Magistrati ancora delegittimati - I giudici che "pure in condizione di stressante impegno lavorativo e talora in un clima ingiustificato di delegittimazione o addirittura dileggio, è un altro dei passaggi della relazione di Canzio, dimostrano spirito di sacrificio, senso del dovere, equilibrio, riservatezza".

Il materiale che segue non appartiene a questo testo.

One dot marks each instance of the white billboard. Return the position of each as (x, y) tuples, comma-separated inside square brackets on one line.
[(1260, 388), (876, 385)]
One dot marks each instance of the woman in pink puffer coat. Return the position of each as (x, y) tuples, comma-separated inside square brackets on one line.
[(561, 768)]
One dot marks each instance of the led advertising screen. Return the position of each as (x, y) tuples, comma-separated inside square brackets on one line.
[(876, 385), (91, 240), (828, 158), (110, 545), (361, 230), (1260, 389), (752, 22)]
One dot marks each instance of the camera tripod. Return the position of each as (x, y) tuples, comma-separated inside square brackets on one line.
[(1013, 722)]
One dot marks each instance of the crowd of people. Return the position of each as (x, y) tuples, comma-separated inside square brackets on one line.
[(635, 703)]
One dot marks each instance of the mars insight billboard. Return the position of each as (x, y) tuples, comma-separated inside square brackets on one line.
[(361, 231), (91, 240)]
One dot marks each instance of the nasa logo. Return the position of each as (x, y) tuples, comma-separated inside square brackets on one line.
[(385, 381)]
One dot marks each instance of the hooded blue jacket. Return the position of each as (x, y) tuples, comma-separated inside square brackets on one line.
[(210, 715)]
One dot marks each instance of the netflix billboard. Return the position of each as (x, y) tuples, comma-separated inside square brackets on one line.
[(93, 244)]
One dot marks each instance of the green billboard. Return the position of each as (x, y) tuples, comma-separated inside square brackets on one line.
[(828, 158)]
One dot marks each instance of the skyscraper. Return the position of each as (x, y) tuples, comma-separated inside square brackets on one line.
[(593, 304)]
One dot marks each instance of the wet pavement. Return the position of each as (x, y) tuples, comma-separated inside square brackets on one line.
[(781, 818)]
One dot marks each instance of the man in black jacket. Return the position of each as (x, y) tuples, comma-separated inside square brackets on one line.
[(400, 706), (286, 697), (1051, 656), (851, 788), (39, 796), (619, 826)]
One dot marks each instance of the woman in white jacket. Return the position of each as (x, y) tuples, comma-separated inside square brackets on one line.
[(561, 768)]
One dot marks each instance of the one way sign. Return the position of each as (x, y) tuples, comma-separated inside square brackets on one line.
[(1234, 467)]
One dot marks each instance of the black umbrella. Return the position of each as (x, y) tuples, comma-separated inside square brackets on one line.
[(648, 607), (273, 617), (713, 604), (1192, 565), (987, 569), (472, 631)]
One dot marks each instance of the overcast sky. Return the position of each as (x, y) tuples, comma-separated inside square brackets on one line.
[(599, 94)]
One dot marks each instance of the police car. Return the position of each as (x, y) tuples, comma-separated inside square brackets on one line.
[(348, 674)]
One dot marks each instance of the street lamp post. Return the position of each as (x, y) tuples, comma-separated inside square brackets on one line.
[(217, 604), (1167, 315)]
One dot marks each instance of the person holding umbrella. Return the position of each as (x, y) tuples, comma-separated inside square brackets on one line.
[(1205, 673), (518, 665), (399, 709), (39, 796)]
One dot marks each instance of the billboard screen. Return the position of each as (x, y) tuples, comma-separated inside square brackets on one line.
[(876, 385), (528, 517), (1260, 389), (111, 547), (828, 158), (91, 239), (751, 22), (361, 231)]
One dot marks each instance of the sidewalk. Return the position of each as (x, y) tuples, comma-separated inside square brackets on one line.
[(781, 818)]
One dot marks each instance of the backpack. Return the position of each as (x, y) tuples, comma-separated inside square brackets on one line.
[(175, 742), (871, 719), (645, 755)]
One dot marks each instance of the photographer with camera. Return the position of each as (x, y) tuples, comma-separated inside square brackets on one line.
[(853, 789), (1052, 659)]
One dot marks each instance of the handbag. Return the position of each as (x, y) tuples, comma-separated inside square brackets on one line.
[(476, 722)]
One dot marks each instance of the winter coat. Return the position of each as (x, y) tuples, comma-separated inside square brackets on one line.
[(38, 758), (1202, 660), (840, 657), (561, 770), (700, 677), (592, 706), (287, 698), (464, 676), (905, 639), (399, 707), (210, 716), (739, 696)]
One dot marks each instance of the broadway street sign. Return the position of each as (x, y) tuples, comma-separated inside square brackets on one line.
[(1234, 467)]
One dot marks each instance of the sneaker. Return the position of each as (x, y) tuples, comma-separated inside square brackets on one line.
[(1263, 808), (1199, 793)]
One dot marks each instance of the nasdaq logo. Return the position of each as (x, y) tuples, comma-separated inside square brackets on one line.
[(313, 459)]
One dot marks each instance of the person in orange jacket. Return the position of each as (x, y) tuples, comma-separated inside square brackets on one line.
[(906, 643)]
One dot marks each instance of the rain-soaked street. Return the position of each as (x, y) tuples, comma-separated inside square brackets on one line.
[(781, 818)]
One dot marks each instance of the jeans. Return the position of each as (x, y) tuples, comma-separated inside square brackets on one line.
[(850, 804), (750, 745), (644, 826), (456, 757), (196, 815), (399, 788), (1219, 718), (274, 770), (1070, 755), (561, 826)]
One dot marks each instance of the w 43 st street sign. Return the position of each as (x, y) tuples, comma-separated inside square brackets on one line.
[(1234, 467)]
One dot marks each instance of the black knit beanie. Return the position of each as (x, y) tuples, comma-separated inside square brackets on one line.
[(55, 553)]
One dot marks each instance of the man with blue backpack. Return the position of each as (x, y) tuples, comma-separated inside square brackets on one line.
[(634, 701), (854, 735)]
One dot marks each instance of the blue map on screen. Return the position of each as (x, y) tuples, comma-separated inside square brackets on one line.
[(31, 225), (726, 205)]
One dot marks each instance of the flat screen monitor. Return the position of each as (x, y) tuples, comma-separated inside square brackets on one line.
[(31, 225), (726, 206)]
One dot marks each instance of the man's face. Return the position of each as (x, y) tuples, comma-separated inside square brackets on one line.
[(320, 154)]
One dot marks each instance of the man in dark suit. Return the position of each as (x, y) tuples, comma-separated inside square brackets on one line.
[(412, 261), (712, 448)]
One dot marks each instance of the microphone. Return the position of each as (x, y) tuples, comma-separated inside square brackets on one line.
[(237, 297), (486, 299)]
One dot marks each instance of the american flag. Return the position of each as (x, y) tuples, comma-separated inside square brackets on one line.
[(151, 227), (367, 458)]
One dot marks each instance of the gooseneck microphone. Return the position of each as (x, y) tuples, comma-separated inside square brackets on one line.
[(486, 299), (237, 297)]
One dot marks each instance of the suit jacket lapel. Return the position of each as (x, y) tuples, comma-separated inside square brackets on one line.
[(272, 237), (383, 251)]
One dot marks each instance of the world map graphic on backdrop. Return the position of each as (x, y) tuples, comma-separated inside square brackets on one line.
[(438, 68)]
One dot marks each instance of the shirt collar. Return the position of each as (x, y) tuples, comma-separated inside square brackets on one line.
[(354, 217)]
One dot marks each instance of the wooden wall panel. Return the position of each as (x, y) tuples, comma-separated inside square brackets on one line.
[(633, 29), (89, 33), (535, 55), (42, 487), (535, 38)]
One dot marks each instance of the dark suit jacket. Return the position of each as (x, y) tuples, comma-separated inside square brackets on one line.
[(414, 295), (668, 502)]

I ritardi nei processi costati 723 milioni in dieci anni - "Le condanne per la legge Pinto sono numerose, con dati contro lo Stato italiano che, a livello europeo vengono spesso sottolineati: 723 milioni in dieci anni dei quali 407 ancora da liquidare. E' necessario cambiare", ha detto nel suo intervento il sottosegretario alla Giustizia, Cosimo Maria Ferri. La Legge Pinto del 2001 consente il ricorso straordinario in appello qualora un procedimento vada oltre i termine di durata ragionevole di un processo in base alla Corte europea dei diritti dell'uomo.